Friday 3 July 2015

Você

Você é preto quando é parado pelo policial preto, negro, branco, ou pardo, depende da situação, na rua por atitude suspeita, mas é negro quando compra sua camisa nova na loja cara do shopping. Você provavelmente será preto se chegar à loja mal vestido direto da praia, onde foi preto para a turista no posto nove - estava de sunga e chinelos - e assim foi encarado pela senhorinha do seu lado à espera da abertura do semáforo, que talvez tenha agarrado mais firme a bolsa.
Você normalmente é preto quando vai a um prédio a primeira vez e pode se tornar negro quando o porteiro - nordestino para quem não tem aquele sotaque, paraíba às vezes para outros portadores de sotaque, nortista quando falam sobre você a um não detentor de sotaque - descobre que você é o novo morador do apartamento que estava vago. Você é escuro, se é indefinido, se é aquele faxineiro do mesmo prédio do morador negro, onde também mora a mulata, aquela que é gostosa por definição e pode até ser de alguém.
Você é viado, com aquelas bichas suas amigas quando se joga na noitada - talvez também seja para o taxista, para o segurança da boate ou para aquele rapaz do trabalho que estranha quando você não fala da sua namorada entediante - a dele ao menos parece ser - ou não conhece o puteiro famoso onde ele, sempre que pode, gasta parte considerável do salário. 
Você pode ser bicha, se for má, velha ou caquética. Você pode ser homossexual naquele papo entre a sua mãe e a vizinha, ou no censo, e talvez tenha sido viado para seu pai, para seu irmão, para o playboy vestido de faxineira - aquele bíceps apertado naquele uniforme, hein - que te olhou feio no carnaval quando você se engalfinhava com o bofe da vez.
Daí que você pode ser viado preto quando erra o cruzamento na final do campeonato - o outro lateral também erra, mas ele nem é viado, nem preto, só tem uma mãe desfavorecida de moral condizente com a sociedade de bem que foi ao estádio no domingo. 
Você pode ser negro homossexual na descrição do boletim de ocorrência da agressão que você sofreu no fim da noite, ali perto dos Arcos da Lapa ou no Farmeganistão - e dependendo, ou da luz na sala da delegacia, ou da desatenção do escrivão, pode ser pardo ou escuro, na folha do depoimento. Você pode ser negão bicha - insira aqui a sua pré-definição dessa classificação - viado escuro - idem, embora aparentemente mais raro.

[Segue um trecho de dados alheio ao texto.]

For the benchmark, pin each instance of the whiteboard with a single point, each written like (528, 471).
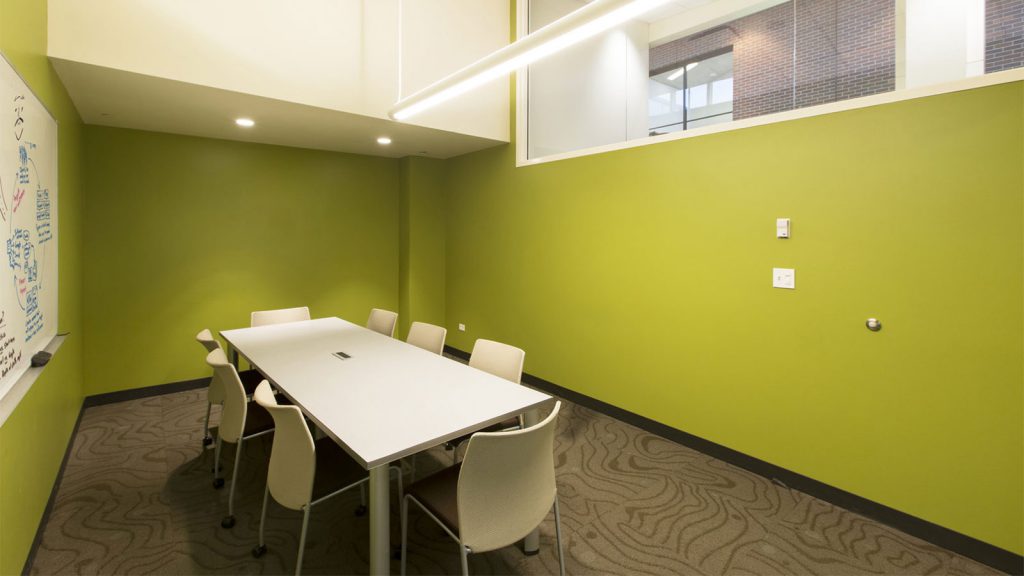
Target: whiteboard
(28, 227)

Você pode ser piranha fofa na descrição daquela piranha invejosa - aquela que pegou aquele gato - cachorro, galinha, depende da situação, do zapzap apitar ou não no dia seguinte, ou de você não vê-lo trêbado no baixo com aquela outra piranha inimiga. Você pode ser liberada sexualmente e confortável com sua libido - com culpa ou sem - para aquela sua amiga no papo dela com aquela biscate que namorava seu peguete de ontem.
Pode ser que sim, pode ser que não, pode ser talvez, só não pode faltar adjetivo às frases que, sem verbos, não são frases. Mas sem adjetivos, e seu uso tão condicional, talvez melhores fossem. Boa sexta.